TALLAHASSEE— Following the Florida Board of Trustees’ Sept. 21 cabinet meeting where six parcels of land within the Florida Wildlife Corridor were approved for conservation, Florida Wildlife Corridor Coalition CEO Mallory Dimmitt issued the following statement: “The Florida Wildlife Corridor Coalition commends Governor Ron DeSantis and the Board of Trustees for their leadership in approving nearly 20,000 acres of land within the Florida Wildlife Corridor for conservation. This $50 million public investment will preserve key linkages throughout the Corridor, further protecting wildlife and safeguarding water supplies for residents and visitors alike. We hope these acquisitions and conservation easement agreements will close smoothly and swiftly."
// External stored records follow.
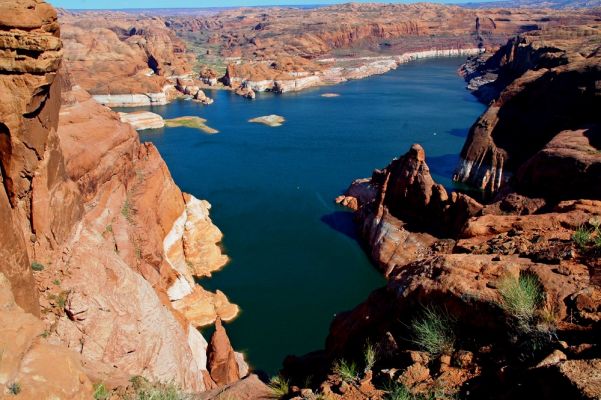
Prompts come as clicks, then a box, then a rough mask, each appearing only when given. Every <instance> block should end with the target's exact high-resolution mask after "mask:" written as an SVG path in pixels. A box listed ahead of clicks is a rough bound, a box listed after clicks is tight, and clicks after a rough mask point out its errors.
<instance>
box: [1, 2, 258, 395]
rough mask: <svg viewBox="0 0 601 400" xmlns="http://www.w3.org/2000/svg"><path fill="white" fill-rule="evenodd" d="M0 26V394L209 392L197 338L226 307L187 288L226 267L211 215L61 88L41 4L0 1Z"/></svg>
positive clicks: (164, 163) (159, 64) (155, 158)
mask: <svg viewBox="0 0 601 400" xmlns="http://www.w3.org/2000/svg"><path fill="white" fill-rule="evenodd" d="M0 27H1V28H0V29H1V30H0V71H1V72H2V74H0V87H1V88H2V92H3V93H4V94H6V95H3V96H2V98H1V99H0V165H1V167H2V168H1V172H2V174H1V177H2V179H1V182H2V188H1V190H0V220H1V221H2V226H3V229H2V230H1V232H0V239H1V245H0V254H1V255H2V256H3V262H2V264H0V288H1V290H0V293H1V294H0V300H1V303H0V306H1V307H0V319H2V321H3V322H2V324H1V325H2V331H3V334H2V335H1V336H2V339H1V341H2V344H1V347H2V354H3V356H2V357H3V358H2V366H1V368H2V374H0V375H1V378H0V386H1V390H2V391H3V394H4V393H9V392H12V393H14V392H15V391H19V390H20V391H22V393H23V394H26V395H27V396H29V397H32V398H33V397H35V398H40V397H47V396H51V397H52V396H56V397H61V398H89V397H90V396H91V394H90V391H91V382H92V383H101V382H102V383H105V384H106V385H107V386H109V387H115V386H122V385H127V384H128V381H129V379H130V378H131V377H132V376H136V375H141V376H143V377H145V378H147V379H148V380H149V381H152V382H158V381H160V382H172V383H173V384H175V385H177V386H178V387H180V388H181V389H183V390H185V391H202V390H205V389H209V388H213V387H215V382H214V381H213V379H212V378H211V376H210V374H209V371H208V370H207V353H206V350H207V346H208V344H207V342H206V341H205V340H204V338H203V337H202V335H201V334H200V333H199V331H198V330H197V329H196V327H197V326H200V325H205V324H210V323H212V322H213V321H215V320H216V319H217V318H223V319H231V318H233V316H235V314H236V313H237V307H236V306H235V305H232V304H230V303H229V302H228V301H227V298H226V297H225V295H224V294H223V293H221V292H218V293H211V292H208V291H205V290H204V289H202V288H201V287H199V286H198V285H196V283H195V282H194V278H193V277H194V276H206V275H208V274H209V273H210V271H213V270H215V269H217V268H220V267H221V266H223V264H224V263H225V262H226V260H227V258H226V257H225V256H223V255H222V254H221V252H220V250H219V247H218V242H219V241H220V240H221V232H219V230H218V229H217V228H216V227H215V226H213V225H212V223H211V220H210V218H209V215H208V209H209V208H210V206H209V205H208V203H206V202H202V201H200V200H197V199H195V198H194V197H193V196H190V195H185V194H183V193H182V192H181V191H180V190H179V188H178V187H177V186H176V185H175V183H174V182H173V180H172V178H171V176H170V174H169V171H168V169H167V167H166V165H165V163H164V162H163V160H162V159H161V157H160V155H159V154H158V152H157V150H156V148H155V147H154V146H152V145H151V144H142V143H140V142H139V139H138V136H137V134H136V132H135V131H134V130H133V128H132V127H131V126H130V125H129V124H124V123H122V122H121V121H120V119H119V116H118V115H117V114H116V113H113V112H111V111H110V110H109V109H107V108H106V107H103V106H101V105H99V104H98V103H97V102H96V101H94V100H93V99H92V97H91V96H90V95H89V94H88V93H87V92H85V91H84V90H83V89H81V88H80V87H77V86H74V87H71V83H70V76H69V74H68V73H67V72H66V71H64V70H62V71H59V67H60V63H61V58H62V45H61V40H60V38H59V25H58V23H57V19H56V13H55V11H54V9H53V8H52V7H51V6H49V5H48V4H46V3H44V2H41V1H38V0H22V1H17V2H15V1H10V2H9V1H4V2H0ZM157 68H158V71H163V70H165V68H167V67H166V66H164V65H163V66H161V64H158V65H157ZM61 91H62V95H61ZM61 103H62V106H61ZM59 117H60V121H59ZM199 294H201V295H200V296H199ZM181 304H184V305H185V307H180V305H181ZM178 307H179V308H178ZM40 310H41V313H40ZM199 314H201V315H202V316H203V317H202V318H197V315H199ZM39 316H41V317H39ZM40 318H41V319H40ZM236 359H237V360H238V361H239V363H238V368H239V370H238V371H237V373H238V375H237V376H244V375H245V374H246V371H247V367H246V366H245V364H244V362H243V360H242V358H241V356H240V355H236ZM5 361H6V362H5Z"/></svg>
The Florida Wildlife Corridor Act was signed into law effective July 1, following unanimous bipartisan approval.
These six parcels of land, spread across the state, are uniquely positioned to address key conservation focuses:
- Hardee Flatwoods, part of the Hardee Flatwoods Florida Forever Project, allows for the preservation of rare longleaf pine flatwoods, while also protecting the headwaters of Charlie Creek which flows into the Peace River.
- Wedgworth Farms, part of the Kissimmee – St. Johns River Connector Florida Forever Project, will remain a working ranch while securing a vital linkage in the heart of the Corridor and uniting the state’s two largest watersheds.
- Alico Ranch, part of the Devil’s Garden Florida Forever Project, will contribute to the expansion of the adjacent Okaloacoochee Slough State Forest, a core territory for the Florida panther and a path to the north from the Everglades
- Evergreen Timberco, part of the Coastal Headwaters Longleaf Forest Florida Forever Project, will expand the adjacent Blackwater River State Forest and restore the historic longleaf pine ecosystem, protecting the watershed for Coldwater Creek and Blackwater River.
- Corrigan Ranch, part of the Corrigan Ranch Florida Forever Project, will expand Kissimmee Prairie Preserve State Park and protect one of the largest known populations of the Florida grasshopper sparrow – the most endangered bird in North America.
- Cow Creek Ranch, part of the Rural & Family Lands Protection Program, will remain a working cattle ranch while protecting a corridor linkage on the east side of Lake Okeechobee.